Establishing a strong connection to the environment became an essential mode of achieving this sense of escape and sanctuary. The design of the house revolved its shaping and siting on the precarious location between the cliff and the sea. The formative stages of the project were plagued by the conflicting requirements of geotechnical instability, the threat of bushfire and the expectations of council and client. The finished product was robust enough the encompass the inevitable problem-solving required by such a complex site. Emerging from this poetic and pragmatic design evolution, the building addresses qualitative issues surrounding the notion of place, habitation and family through subtle and dextrous manipulation of space, form and materiality.

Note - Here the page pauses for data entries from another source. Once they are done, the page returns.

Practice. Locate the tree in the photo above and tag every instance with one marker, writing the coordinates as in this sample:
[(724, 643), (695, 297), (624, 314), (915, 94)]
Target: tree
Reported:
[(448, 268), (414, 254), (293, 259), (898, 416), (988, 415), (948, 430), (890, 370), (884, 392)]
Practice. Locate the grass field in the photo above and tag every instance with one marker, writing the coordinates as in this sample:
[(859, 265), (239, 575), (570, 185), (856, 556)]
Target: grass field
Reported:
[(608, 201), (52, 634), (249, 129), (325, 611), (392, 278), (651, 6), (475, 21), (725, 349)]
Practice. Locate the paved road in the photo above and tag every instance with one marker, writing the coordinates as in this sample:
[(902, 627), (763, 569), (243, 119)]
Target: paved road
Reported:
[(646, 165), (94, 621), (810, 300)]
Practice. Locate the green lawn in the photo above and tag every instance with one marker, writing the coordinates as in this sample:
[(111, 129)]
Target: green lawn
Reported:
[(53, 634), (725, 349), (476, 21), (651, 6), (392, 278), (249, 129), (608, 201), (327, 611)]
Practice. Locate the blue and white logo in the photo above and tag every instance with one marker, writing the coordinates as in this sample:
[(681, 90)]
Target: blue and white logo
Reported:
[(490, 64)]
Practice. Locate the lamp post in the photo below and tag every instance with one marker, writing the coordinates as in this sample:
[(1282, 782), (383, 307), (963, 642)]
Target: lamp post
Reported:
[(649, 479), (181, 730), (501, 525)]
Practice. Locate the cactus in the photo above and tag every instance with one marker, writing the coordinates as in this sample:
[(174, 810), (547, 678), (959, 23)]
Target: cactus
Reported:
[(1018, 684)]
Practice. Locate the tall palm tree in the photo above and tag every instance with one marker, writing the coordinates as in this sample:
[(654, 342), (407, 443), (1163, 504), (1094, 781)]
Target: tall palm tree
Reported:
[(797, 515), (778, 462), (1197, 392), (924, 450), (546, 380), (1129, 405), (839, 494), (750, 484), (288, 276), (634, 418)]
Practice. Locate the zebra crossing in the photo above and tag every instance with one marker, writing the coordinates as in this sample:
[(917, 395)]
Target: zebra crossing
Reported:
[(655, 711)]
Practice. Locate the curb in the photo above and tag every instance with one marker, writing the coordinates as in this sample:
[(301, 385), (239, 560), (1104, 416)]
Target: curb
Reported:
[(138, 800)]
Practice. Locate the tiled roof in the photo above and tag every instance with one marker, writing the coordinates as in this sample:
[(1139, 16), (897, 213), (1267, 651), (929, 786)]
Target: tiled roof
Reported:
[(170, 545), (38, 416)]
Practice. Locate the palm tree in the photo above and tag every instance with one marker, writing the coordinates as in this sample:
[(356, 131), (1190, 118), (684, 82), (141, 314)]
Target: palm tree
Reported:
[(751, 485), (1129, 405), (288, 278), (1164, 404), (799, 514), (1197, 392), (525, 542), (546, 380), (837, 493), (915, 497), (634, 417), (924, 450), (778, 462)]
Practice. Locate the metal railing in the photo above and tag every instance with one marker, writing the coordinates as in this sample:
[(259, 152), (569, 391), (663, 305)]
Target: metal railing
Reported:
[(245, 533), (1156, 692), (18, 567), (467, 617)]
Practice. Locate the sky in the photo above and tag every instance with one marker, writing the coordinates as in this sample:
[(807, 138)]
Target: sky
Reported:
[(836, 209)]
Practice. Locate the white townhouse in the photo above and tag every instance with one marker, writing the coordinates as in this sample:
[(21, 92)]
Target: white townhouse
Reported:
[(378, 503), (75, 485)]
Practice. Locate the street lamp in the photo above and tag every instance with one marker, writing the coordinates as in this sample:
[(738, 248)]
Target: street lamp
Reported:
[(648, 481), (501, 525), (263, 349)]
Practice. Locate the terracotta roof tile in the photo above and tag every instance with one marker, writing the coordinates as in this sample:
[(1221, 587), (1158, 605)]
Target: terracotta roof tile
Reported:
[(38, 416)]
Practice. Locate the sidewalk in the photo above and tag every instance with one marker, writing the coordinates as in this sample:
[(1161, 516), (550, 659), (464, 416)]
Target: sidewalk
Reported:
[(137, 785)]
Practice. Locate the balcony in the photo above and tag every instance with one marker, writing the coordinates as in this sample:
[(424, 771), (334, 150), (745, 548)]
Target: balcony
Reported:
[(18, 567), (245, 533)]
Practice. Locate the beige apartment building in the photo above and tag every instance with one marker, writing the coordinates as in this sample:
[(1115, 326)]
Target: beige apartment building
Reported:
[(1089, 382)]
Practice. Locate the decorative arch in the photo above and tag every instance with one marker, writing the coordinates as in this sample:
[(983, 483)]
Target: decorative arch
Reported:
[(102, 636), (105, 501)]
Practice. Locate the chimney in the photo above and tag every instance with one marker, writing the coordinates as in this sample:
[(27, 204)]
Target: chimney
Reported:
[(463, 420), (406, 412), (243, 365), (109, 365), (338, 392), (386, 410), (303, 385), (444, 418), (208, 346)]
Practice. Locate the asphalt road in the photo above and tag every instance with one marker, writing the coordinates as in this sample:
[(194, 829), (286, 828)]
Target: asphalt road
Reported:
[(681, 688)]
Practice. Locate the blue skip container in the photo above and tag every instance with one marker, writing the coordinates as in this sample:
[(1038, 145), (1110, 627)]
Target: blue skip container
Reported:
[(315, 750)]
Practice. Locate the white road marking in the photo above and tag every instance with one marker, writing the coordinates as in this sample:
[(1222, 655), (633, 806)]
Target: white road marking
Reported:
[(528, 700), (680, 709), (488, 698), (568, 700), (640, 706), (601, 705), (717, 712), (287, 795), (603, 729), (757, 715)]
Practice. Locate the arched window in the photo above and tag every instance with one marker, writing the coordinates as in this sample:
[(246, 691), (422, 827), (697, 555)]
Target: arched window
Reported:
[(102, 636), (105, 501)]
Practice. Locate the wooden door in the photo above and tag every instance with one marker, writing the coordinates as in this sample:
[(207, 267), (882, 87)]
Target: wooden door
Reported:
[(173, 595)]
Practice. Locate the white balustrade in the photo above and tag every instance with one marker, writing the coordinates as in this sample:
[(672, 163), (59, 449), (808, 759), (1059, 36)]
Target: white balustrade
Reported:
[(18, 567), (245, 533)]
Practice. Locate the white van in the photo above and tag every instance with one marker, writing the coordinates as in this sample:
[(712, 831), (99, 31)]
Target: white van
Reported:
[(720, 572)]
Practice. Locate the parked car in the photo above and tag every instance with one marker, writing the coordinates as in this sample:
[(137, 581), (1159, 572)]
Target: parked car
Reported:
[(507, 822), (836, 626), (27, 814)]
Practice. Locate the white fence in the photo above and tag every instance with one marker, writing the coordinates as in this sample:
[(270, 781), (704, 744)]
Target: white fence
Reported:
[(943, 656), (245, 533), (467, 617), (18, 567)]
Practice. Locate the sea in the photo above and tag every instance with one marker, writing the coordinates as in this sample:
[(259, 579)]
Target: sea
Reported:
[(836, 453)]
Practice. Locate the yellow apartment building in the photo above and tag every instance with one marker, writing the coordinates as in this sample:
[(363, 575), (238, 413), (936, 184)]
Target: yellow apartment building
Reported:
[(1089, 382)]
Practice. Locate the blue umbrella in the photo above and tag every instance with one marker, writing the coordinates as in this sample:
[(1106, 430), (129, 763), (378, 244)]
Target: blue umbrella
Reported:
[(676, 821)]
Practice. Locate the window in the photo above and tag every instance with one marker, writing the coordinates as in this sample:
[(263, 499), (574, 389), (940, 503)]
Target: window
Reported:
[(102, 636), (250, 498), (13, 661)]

A hybrid of both the stable and the light-weight was used to achieve resistance to land movement with its extensive concrete piers and anchors supporting a rigid steel raft which framed the house, while maintaining an elegant timber form. The steepling roofline creates a direct relationship between the towering scale of the forest and the human scale of the front-of-house area.

Internally, the planning is linear, and is filled with a diverse palette of timbers, including ironbark floorboards, hoop pine plywood wall panels and rosewood door and window frames – which creates an unmistakeable feeling of warmth

The warmth of these timber interiors and the many generous openings and colourful operable shutters which ferry breezes into internal living spaces have successfully diminished the barrier between home and forest.

The end result is a private, lively and thoroughly inhabitable and secluded family home which owes much of its success to the relationship it evokes between the architecture, the landscape and the unique prospect.